“Lottare per il lavoro: nessuno può tirarsi indietro”
«Il 1° maggio resta una giornata di lotta, non contro, ma pro, tutti insieme, sempre necessaria, per la tragedia crescente di questa crisi». È quanto si legge nel messaggio perla giornata del primo maggio diffuso oggi dalla Commissione Cei per i problemi sociali e il lavoro, la giustizia e la pace, sul tema “Nella precarietà, la speranza”.
Al centro del documento, quel “lottare per il lavoro”, che ha indicato papa Francesco nella sua visita in autunno in Sardegna: “Signore Gesù – disse il Santo Padre -, a te non mancò il lavoro, dacci lavoro e insegnaci a lottare per il lavoro e benedici tutti noi!”. Secondo i vescovi, la Veglia che ieri si è celebrata in tante diocesi, come quella di Pescara-Penne, e parrocchie assume, oggi, un significato particolare. Si fa invocazione, ma anche impegno. Per tutti: «Nessuno, oggi, in questo momento, può tirarsi indietro – ammonisce il messaggio della Conferenza episcopale italiana -. Nessuno può scaricare la croce sulle spalle dell’altro, ma come Cirenei della speranza, chiediamo a tutti, come vescovi della pastorale sociale, una particolare empatia, davanti ai tantissimi drammi sociali».

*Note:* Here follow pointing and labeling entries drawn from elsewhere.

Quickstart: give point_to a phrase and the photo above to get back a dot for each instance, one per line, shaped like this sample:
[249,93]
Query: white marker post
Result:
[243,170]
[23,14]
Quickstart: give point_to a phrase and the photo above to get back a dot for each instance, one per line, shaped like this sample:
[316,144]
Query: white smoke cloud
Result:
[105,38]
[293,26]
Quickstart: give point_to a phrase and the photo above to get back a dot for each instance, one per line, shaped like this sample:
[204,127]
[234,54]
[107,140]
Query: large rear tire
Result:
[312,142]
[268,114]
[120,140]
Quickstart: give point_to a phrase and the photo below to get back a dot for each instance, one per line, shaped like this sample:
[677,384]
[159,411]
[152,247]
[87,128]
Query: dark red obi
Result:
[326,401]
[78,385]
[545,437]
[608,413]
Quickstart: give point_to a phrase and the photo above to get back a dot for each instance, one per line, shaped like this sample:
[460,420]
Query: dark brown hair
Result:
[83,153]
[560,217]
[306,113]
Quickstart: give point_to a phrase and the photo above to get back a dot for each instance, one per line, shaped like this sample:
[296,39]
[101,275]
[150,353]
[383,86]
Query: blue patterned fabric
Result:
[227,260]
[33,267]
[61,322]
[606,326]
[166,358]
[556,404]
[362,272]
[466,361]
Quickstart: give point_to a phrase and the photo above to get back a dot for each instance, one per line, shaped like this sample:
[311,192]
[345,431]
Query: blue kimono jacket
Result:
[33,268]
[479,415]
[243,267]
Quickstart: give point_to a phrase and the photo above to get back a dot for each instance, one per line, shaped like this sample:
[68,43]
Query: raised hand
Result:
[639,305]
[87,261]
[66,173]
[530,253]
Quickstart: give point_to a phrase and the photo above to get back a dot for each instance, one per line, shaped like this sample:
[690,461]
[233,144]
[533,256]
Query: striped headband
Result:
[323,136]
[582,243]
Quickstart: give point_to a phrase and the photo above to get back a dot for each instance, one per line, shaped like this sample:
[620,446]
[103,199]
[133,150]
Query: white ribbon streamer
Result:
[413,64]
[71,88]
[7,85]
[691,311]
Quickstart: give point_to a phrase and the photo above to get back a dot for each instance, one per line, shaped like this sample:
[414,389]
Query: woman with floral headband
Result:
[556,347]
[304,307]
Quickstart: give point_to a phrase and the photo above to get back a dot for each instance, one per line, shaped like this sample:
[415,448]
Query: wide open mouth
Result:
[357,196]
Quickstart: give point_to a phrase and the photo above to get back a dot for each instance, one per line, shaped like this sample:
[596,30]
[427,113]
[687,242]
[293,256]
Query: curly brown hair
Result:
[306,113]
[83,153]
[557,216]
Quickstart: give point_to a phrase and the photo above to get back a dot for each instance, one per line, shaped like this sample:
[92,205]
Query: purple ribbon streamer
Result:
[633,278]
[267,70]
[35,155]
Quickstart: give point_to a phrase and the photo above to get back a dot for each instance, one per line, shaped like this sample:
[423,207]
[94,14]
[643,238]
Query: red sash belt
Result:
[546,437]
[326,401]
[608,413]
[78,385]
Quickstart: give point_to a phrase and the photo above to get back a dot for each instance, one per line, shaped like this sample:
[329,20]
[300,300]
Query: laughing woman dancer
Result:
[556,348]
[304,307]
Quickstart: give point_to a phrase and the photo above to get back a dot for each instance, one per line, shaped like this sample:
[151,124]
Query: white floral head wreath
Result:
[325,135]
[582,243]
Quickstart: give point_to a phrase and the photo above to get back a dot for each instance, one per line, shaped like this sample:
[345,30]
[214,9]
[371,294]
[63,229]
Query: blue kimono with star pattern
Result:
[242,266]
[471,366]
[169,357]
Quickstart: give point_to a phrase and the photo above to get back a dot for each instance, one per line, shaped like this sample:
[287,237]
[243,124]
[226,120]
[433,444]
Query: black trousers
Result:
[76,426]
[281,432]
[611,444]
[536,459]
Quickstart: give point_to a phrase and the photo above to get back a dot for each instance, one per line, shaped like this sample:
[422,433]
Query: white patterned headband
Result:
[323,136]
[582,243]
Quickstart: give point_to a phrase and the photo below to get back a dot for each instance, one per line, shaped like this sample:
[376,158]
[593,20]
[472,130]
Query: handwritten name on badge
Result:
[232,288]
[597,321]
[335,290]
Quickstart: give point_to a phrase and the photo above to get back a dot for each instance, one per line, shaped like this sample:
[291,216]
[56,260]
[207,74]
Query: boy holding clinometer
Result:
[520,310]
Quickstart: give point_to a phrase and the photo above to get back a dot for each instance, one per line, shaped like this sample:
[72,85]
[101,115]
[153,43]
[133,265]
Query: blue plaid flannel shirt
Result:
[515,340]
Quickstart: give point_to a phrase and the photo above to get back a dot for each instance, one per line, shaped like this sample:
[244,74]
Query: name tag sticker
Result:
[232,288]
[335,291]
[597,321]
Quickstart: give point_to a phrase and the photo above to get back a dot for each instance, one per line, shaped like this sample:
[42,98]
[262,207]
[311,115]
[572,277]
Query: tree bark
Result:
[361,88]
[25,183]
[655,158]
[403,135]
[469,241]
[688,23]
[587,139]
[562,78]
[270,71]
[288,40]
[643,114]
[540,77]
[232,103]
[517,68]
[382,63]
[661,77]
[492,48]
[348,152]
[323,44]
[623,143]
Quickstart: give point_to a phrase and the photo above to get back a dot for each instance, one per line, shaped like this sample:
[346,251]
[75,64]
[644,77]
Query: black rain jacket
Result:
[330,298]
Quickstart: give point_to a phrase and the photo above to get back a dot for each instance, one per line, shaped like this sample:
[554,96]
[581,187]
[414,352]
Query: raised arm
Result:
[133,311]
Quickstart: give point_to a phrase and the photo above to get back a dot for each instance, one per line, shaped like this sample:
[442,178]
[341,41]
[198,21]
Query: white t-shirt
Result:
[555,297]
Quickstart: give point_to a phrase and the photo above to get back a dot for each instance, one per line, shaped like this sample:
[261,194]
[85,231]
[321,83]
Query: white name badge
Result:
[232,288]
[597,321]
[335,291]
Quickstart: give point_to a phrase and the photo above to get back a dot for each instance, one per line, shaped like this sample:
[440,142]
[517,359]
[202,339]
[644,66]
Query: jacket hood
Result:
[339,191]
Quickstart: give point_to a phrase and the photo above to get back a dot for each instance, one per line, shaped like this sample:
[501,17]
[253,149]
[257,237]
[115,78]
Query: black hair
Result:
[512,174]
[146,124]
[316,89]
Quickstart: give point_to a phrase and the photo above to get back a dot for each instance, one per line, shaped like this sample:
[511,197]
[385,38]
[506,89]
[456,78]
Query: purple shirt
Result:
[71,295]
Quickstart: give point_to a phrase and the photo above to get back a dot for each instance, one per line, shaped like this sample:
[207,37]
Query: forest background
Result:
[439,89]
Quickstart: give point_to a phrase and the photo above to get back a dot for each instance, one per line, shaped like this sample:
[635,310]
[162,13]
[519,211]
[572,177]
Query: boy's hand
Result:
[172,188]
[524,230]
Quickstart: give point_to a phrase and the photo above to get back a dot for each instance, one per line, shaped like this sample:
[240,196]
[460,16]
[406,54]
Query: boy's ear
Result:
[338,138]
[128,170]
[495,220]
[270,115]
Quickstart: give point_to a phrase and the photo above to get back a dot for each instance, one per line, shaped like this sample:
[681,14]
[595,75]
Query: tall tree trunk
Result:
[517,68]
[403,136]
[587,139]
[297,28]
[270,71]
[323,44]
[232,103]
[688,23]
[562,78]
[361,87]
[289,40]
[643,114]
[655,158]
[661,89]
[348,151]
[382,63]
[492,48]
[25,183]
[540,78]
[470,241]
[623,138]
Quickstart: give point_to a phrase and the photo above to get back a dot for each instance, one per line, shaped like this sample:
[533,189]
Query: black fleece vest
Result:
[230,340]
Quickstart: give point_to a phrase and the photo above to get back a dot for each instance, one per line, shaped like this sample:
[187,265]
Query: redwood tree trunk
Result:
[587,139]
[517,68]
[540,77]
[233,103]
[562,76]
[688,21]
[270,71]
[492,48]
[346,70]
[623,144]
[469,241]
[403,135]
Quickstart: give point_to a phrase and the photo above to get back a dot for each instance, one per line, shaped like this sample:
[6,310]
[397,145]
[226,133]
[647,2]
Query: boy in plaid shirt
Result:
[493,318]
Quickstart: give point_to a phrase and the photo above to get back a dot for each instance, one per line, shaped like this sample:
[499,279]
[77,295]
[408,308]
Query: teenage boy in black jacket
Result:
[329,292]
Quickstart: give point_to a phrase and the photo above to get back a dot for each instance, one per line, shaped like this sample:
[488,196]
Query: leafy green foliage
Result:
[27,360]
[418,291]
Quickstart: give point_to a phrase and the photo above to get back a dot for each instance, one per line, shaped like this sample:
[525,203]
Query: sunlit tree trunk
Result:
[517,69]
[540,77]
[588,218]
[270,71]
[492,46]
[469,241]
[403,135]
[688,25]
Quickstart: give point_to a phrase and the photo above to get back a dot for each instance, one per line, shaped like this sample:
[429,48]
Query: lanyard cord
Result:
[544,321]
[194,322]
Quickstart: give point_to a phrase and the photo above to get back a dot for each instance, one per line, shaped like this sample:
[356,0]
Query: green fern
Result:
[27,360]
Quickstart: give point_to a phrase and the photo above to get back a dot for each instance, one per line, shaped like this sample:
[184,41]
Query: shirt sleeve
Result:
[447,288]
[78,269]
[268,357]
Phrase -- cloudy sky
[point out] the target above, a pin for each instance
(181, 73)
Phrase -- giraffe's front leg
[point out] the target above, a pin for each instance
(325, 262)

Empatia, si legge nel messaggio, è il condividere, lo star vicino, nella capacità di aiutarci reciprocamente, per dimenticare un po’ l’egoismo e sentire nel cuore il ‘Noi’, “come popolo che vuole andare avanti”, come scrive sempre Papa Francesco dandoci il tono, il coraggio, la forza in questa delicata situazione storica che viviamo: «Senza lavoro – si legge ancora nella nota dei vescovi italiani, per il primo maggio – nessun giovane e nessun padre di famiglia ha dignità né sicurezza. Senza il lavoro, non c’è umanesimo. È un costruire sulla sabbia la nostra civiltà: perché non rispetta la persona. Vittime come siamo di un’economia che ci vuole rubare la speranza, per i sistemi ingiusti che crea, perché spesso il denaro governa invece di servire! È una sudditanza agli idoli – avvertono i vescovi, ricordando che rifiutando satana e abbracciando invece Cristo, ci siamo impegnati a dire di no alla nuova idolatria del denaro che esclude e non include».
Ma in tutto questo, viene in aiuto la riflessione acutissima della Evangelii gaudium, quando descrivendo l’attuale situazione di aperta ingiustizia, diffusiva, va ben oltre le tradizionali analisi di natura marxista: «Non si tratta più semplicemente del fenomeno dello sfruttamento e dell’oppressione, ma di qualcosa di nuovo – spiega infatti Papa Francesco -: con l’esclusione resta colpita, nella sua stessa radice, l’appartenenza alla società in cui si vive, dal momento che in essa non si sta nei bassifondi, nella periferia o senza potere, bensì si sta fuori. Gli esclusi non sono sfruttati, ma rifiutati, avanzi!».
Formazione, coraggio e solidarietà reciproca. Sono queste, per la Cei, le tre parole d’ordine per costruire un lavoro libero, creativo, partecipativo e solidale, percorrendo strade di solidarietà, che non portino allo scarto ma all’incontro solidale con i giovani e i fragili. Il metodo è quello di Gesù, che vede i pescatori affannati, intenti a lavare le reti, delusi nel cuore per una notte perduta e un lavoro inutile: «Come per tanti ragazzi – osservano il messaggio sul lavoro della Conferenza episcopale italiana – delle nostre parrocchie e dei nostri paesi. Reti vuote. Come le giornate perdute nella ricerca sfibrante e deludente di un’occupazione. Il metodo di Gesù è acuto, penetrante, coinvolgente: non indica strade comode, risolutive, né, tanto meno, scorciatoie clientelari o sbrigative. Ma si siede sulla barca e dalla barca insegna alle folle.
È un vero Maestro. Un autentico educatore. Promuove, non si sostituisce. Punta sulla qualità, sull’innovazione, sulla formazione. Su un apprendistato che introduca realmente nel mondo del lavoro, con dignità. E soprattutto con qualità! Perché la crisi attuale non è povertà di mezzi ma carenza di fini – come ci ricorda don Lorenzo Milani, con il suo diuturno impegno nella scuola di Barbiana -. Una scuola esigente, esemplare, durissima, perché animata da un cuore che ama: “I care!”. Per questo poteva chiedere tanto, tutto ai suoi ragazzi».